Setting – Instructions are given regarding how to handle an unknown killing. Instructions were given about wives from a captured city and handling of a stubborn and rebellious son. And instructions were given regarding death by hanging.

Content – If a man was found dead and no one knew who killed him, a non-worked heifer (from the closest city to the dead man) was to be brought to the valley of running water where no farming has been done, along with the priest, and it’s neck broken. Then the elders of the closest city were to wash their hands over the heifer confirming that they didn’t kill the man or didn’t know who did. Asking God for forgiveness; requesting that the guilt of innocent blood not be held against them. This will remove the bloodguilt from their midst if they do what is right in the eyes of the Lord.
If an Israelite finds a captive woman (woman from a city that Israel captured) and wants him for a wife, he is to shave her head and trim her nails. She is to go into morning for her father and mother for a full month. After this she could be his wife. If the man is somehow displeased with her, he can let her go from the union, but not to sell her.
If a man has two wives and loves one but not the other, the first-born (if from the unloved wife) would receive a double portion of what the father.
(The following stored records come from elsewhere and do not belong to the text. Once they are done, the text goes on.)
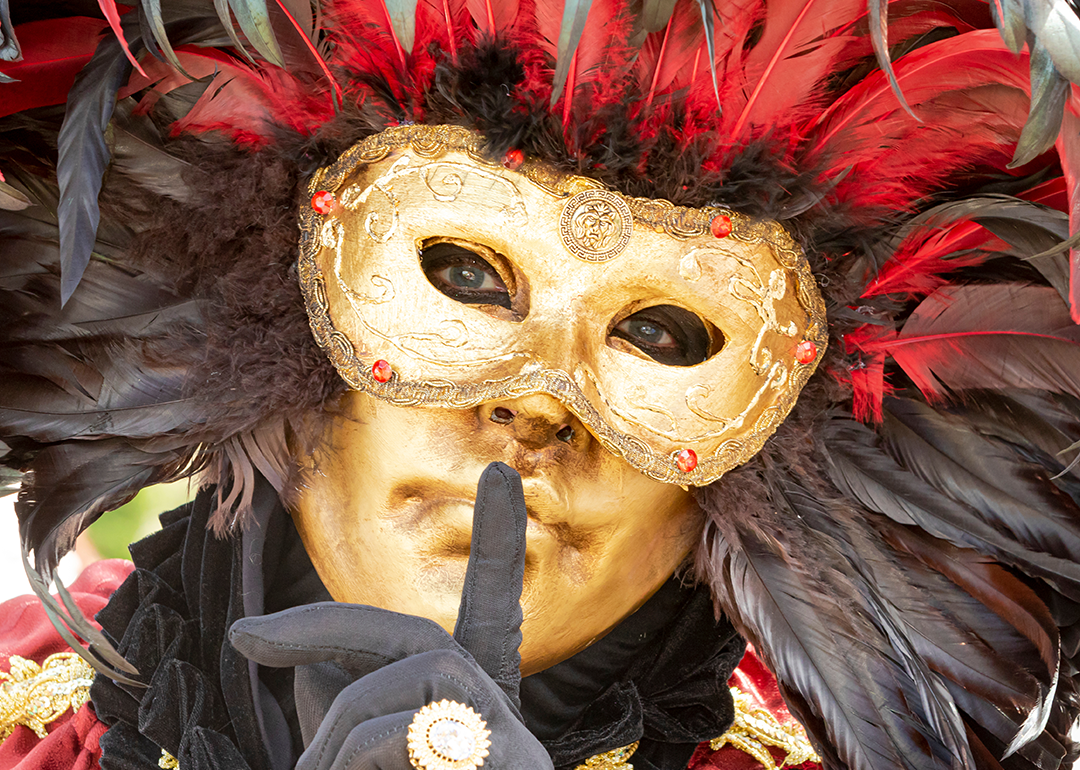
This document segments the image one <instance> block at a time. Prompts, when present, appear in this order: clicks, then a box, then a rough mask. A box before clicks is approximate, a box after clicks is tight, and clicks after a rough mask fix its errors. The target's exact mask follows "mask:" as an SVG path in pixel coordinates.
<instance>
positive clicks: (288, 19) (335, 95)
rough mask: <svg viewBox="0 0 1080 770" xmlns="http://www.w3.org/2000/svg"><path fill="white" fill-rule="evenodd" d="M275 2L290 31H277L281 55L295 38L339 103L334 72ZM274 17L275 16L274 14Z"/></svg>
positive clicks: (336, 80) (311, 44)
mask: <svg viewBox="0 0 1080 770" xmlns="http://www.w3.org/2000/svg"><path fill="white" fill-rule="evenodd" d="M99 2H108V0H99ZM276 2H278V8H279V9H280V10H281V15H282V16H284V17H285V19H286V21H287V22H288V26H287V30H288V31H289V32H292V35H282V33H281V32H279V33H278V36H276V37H278V42H279V45H280V46H281V48H282V55H285V56H287V55H288V53H289V48H288V46H287V43H288V42H289V41H294V40H295V41H297V42H299V45H297V46H295V48H296V49H298V51H300V52H302V55H303V58H305V59H306V60H308V62H311V63H313V64H314V66H315V67H316V68H318V69H319V71H320V72H322V76H323V77H324V78H325V79H326V82H327V83H329V85H330V87H332V89H333V90H334V97H335V102H336V103H337V104H340V103H341V95H342V94H341V86H340V85H339V84H338V82H337V79H336V78H335V77H334V73H333V72H330V69H329V67H328V66H327V65H326V62H325V60H324V59H323V57H322V56H321V55H320V54H319V50H318V49H315V45H314V43H313V42H312V41H311V38H310V37H309V35H308V31H307V30H306V29H305V28H303V26H301V24H300V22H299V21H298V19H297V18H296V16H294V15H293V13H292V12H291V11H289V10H288V6H287V5H286V4H285V3H284V2H283V1H282V0H276ZM274 17H276V14H275V16H274ZM282 31H284V30H282ZM286 66H289V68H292V66H291V63H289V62H288V59H287V58H286Z"/></svg>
The son of the loved woman wasn’t to supersede the first-born just because he was from the loved wife.
A stubborn and rebellious son would does not listen to his father or mother was to be brought before the elders of the city, the city would stone him to death. This was to purge the evil from their midst.
Lastly, a guilty man worthy of death would die by hanging from a tree. They were to remove and bury the hung man before evening; not letting him hang over night.

Application – God wants evil out of the midst of Israel. He wants the death of the heifer to remove bloodguilt and the death of a stubborn and rebellious son in order to remove the evil from them. It’s repeated often in Number and Deuteronomy (as well as the rest of the bible of course) that God hates sin (evil). He is so serious about removing it, that death is often the requirement for its removal. He requires from Israel to utterly destroy nations, man, women and child that are an abomination to him, ones that are plagued with sin.
If God is this serious about sin, how can we not take it just a serious? We see some levels of sin, some worthy of death, others requiring animal sacrifices. In all cases, death, either of the person or an animal, is the punishment for the sin. Christ death of the cross was the ultimate sacrifice for mankind, removing the sin from the individual once and for all. But the sin we still engage in is still serious. Just because we aren’t the ones to die for it, the sin is still to be removed from us.